Tuesday, July 7, 2026

Columbine Memorial

 We just returned from a road trip, beginning on Route 66 from Chicago and then turning and ending up in Denver. We had a great time, and I posted lots of pictures on social media. However, there is one stop that I did not post on social media because I didn't want to trivialize it.

While driving from Colorado Springs to Denver, we stopped in Littleton.

I wanted to see the memorial to the victims of the Columbine Highschool massacre. (I don't phrase it that way to be dramatic; there are several sources that name it that way.)

 

That day is burned into my brain, as it is for many people my age who watched it unfold on every news channel on our TVs. For months afterwards, we saw the horrifying images splashed across magazine covers and for years afterwards we have heard other school shooting incidents compared to it.

The memorial is in a beautiful park, very close to the school.



I wanted to visit to pay my respect to the people were lost and injured on that terrible day.

I also wanted to go so that I could honor all of the people who are still impacted by it, in different ways.

Obviously the Littleton community, but also the broad community of educators.

In August, as many people are still getting in beach days or planning Labor Day cook-outs, thousands of teachers across the country are preparing for their school year in active shooter trainings. These types of trainings didn't really exist before then; the earliest programs started in 2000. After the 2012 Sandy Hook Elementary shooting, the drills became more broadly implemented across the country.


At my school, and others that I know of, the activie shooter training includes listening to the 911 calls from Patti Neilson, the teacher who was in the library during the shooting. It's chilling and heart-breaking and terrifying to imagine. I assume that every person who works in a school feel similarly.

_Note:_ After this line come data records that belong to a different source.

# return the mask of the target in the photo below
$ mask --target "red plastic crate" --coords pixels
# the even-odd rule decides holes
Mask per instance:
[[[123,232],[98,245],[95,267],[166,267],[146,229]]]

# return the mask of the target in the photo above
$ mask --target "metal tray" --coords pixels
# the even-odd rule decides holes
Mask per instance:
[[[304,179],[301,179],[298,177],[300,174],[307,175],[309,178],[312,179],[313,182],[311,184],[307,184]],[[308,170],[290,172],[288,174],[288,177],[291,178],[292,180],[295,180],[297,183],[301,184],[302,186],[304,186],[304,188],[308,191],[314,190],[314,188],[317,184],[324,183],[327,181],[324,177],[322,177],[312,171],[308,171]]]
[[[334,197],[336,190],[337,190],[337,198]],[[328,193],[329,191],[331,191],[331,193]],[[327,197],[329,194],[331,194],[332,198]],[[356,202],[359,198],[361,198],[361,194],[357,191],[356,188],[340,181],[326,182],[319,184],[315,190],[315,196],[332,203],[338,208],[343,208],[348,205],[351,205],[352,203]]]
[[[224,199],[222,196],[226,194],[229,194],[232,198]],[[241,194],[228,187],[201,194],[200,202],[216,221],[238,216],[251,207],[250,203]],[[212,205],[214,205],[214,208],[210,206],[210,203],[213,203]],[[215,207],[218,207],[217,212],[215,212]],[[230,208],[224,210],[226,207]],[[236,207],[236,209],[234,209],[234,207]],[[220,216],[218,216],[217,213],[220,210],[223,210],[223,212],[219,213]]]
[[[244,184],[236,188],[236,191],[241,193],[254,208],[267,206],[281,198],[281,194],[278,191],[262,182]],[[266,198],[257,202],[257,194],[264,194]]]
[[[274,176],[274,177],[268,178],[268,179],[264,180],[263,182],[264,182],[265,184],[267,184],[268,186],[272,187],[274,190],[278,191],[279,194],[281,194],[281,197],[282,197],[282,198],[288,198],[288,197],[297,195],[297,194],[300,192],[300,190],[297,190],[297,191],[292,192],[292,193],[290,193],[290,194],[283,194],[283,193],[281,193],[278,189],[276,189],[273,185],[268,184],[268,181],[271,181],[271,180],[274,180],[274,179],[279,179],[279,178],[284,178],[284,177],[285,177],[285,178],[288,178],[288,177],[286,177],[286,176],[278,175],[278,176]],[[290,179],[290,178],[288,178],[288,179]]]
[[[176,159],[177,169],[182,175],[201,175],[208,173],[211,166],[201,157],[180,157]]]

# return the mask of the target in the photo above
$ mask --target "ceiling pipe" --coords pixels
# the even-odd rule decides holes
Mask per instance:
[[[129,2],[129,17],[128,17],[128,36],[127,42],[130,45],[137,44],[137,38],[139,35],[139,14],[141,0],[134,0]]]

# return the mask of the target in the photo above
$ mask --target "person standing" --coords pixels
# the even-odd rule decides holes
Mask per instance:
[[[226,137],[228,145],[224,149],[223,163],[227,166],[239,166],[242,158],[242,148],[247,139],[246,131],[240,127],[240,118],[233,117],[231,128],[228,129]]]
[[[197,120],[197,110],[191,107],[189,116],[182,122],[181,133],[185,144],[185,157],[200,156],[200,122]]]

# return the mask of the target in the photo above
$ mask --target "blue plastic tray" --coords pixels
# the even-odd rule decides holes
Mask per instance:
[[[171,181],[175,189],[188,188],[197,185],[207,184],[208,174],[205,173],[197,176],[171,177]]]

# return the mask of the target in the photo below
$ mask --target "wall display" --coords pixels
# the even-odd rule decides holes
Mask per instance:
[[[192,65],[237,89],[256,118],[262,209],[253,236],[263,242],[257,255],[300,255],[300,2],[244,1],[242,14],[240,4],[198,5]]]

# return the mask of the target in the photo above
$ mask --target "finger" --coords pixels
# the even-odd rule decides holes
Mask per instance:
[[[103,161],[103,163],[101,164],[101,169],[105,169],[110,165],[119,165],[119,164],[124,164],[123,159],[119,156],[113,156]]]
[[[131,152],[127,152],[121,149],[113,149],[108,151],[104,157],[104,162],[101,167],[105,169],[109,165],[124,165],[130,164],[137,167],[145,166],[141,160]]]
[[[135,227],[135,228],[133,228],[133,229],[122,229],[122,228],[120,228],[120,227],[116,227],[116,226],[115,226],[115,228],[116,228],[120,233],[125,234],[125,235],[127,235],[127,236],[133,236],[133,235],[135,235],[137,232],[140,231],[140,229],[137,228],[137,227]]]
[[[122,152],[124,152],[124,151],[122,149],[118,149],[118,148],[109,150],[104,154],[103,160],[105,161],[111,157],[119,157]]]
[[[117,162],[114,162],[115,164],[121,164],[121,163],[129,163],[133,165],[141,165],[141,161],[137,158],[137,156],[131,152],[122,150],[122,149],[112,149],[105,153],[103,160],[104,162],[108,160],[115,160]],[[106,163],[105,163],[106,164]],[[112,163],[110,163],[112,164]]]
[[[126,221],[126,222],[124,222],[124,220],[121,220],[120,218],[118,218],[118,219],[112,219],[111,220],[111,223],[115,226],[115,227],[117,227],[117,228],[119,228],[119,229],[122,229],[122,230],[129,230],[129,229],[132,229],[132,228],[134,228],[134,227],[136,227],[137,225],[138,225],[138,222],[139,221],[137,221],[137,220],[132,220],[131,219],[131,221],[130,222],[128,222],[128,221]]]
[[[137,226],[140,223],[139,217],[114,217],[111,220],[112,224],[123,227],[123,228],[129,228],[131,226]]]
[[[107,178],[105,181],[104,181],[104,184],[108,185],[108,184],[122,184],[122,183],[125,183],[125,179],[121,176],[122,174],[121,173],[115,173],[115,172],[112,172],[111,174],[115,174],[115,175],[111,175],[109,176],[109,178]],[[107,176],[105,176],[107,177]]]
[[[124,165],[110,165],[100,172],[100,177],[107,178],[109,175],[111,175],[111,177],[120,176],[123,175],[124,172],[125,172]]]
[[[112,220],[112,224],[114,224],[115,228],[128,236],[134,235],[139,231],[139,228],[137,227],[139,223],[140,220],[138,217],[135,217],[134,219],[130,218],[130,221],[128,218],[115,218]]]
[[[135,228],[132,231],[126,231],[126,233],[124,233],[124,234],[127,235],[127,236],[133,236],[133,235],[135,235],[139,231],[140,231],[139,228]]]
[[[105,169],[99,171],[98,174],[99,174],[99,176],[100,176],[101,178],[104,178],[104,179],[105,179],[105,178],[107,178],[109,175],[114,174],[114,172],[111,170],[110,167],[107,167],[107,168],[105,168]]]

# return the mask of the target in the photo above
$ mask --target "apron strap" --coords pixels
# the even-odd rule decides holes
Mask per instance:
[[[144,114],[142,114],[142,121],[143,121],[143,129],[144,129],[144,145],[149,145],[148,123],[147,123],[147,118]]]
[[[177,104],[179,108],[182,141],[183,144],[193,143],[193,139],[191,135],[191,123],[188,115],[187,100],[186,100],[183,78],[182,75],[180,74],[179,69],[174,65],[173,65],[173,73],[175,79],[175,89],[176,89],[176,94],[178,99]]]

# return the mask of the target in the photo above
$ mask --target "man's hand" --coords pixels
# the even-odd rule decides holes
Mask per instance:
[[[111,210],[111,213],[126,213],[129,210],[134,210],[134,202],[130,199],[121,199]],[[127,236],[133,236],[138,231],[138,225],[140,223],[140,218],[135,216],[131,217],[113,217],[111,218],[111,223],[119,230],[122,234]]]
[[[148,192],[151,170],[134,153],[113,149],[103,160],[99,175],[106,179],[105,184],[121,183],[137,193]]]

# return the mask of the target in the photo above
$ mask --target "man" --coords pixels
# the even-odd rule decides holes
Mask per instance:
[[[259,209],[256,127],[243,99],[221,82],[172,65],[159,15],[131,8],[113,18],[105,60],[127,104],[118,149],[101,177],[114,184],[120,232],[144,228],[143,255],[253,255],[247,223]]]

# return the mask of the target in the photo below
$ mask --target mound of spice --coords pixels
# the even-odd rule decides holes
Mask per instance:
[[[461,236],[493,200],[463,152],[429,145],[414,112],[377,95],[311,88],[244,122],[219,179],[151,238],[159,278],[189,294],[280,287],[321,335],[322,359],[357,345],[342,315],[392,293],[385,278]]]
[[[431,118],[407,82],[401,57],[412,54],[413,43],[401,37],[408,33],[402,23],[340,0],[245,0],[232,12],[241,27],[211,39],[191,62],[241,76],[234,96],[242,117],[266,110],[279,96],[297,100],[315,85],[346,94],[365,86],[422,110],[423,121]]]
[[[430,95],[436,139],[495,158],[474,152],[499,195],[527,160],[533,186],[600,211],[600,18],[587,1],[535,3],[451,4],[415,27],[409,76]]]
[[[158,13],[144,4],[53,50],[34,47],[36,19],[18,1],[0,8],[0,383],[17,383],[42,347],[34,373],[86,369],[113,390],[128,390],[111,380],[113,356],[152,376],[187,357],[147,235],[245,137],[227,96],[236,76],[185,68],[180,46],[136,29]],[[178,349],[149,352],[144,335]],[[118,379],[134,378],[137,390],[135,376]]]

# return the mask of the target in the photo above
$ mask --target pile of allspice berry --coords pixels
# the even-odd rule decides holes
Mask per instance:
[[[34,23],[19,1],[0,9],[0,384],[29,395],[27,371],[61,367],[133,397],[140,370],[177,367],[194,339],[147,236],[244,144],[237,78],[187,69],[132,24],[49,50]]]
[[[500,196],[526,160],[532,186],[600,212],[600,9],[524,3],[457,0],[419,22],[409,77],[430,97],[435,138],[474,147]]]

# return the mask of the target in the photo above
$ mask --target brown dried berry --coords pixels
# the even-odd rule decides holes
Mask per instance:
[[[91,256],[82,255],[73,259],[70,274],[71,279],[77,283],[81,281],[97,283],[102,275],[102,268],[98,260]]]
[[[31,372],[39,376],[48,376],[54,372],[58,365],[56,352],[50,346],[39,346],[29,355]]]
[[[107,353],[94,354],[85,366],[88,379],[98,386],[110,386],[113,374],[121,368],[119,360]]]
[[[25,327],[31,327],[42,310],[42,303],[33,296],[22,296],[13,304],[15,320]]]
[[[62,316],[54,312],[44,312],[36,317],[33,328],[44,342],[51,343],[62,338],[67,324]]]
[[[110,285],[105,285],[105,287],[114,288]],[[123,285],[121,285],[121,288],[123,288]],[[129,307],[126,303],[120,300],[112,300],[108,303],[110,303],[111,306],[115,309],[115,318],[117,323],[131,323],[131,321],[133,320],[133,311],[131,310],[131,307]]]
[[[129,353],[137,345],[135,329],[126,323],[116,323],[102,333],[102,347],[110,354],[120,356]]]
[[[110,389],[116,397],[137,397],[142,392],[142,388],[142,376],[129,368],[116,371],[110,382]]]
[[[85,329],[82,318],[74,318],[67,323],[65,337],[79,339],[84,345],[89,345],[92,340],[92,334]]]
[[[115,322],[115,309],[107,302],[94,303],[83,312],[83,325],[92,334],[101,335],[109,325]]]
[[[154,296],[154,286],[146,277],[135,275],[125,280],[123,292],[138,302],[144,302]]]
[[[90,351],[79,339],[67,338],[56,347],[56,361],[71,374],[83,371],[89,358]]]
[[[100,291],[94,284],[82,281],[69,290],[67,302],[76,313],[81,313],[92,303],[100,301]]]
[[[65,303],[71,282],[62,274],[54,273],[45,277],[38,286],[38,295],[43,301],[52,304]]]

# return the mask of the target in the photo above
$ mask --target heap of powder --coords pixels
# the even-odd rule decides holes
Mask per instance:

I listened to a podcast recently which interviewed Brooks Brown, who survived the Columbine shooting. He had been friends with Dylan Klebold, and that morning he encountered Eric Harris walking towards the school, and Harris told him "Brooks, I like you. . . Get out of here. Go home."

During that podcast, Brown said something which my heart stop. He explained that Harris and Kelobold did not just happen to go into the library that day, it was their plan all along. They wanted to show that they were anti-establishment and rejecting the culture of their community (which I suppose in a school community, meaning teachers' authority and teenage socialization) and that is why they chose the library.

It made me think of Yvonne Cech, who was the school librarian at Sandy Hook. She barricaded 18 students and four other staff members in a closet during the 2012 shooting with a filing cabinet.

It also made me think of Diane Haneski, the librarian at Marjory Stoneman Douglas High School in Parkland, Florida. During the 2018 shooting, she locked herself, 50 students and five other staff members into a media room at the back of the library.

I also think of American Horror Story, the horror television series which featured a school shooting storyline in the first season. The character, Tate Langdon, also chooses the library as his primary site. That storyline was horrifying because it didn't need any imagination.

I feel immense sadness for anyone who has been personally affected by any school violence, but I also feel immense anger that this is still something we have to fear, prepare for and worry about.


I didn't become a school librarian to listen to 911 calls, practice covering windows and locking doors or remind students to be quiet during lockdown drills.

 I love answering students' questions, but not when they ask "Why do we have to practice hiding?" or "What would we do if there really was someone out there?"

We just celebrated the 4th of July, and the 250th anniversary of the Declaration of Independence.

We love to be patriotic and to talk about what America is, what it means to us, or how it 'should be.'

Shouldn't it be a place where we don't have to worry about this anymore?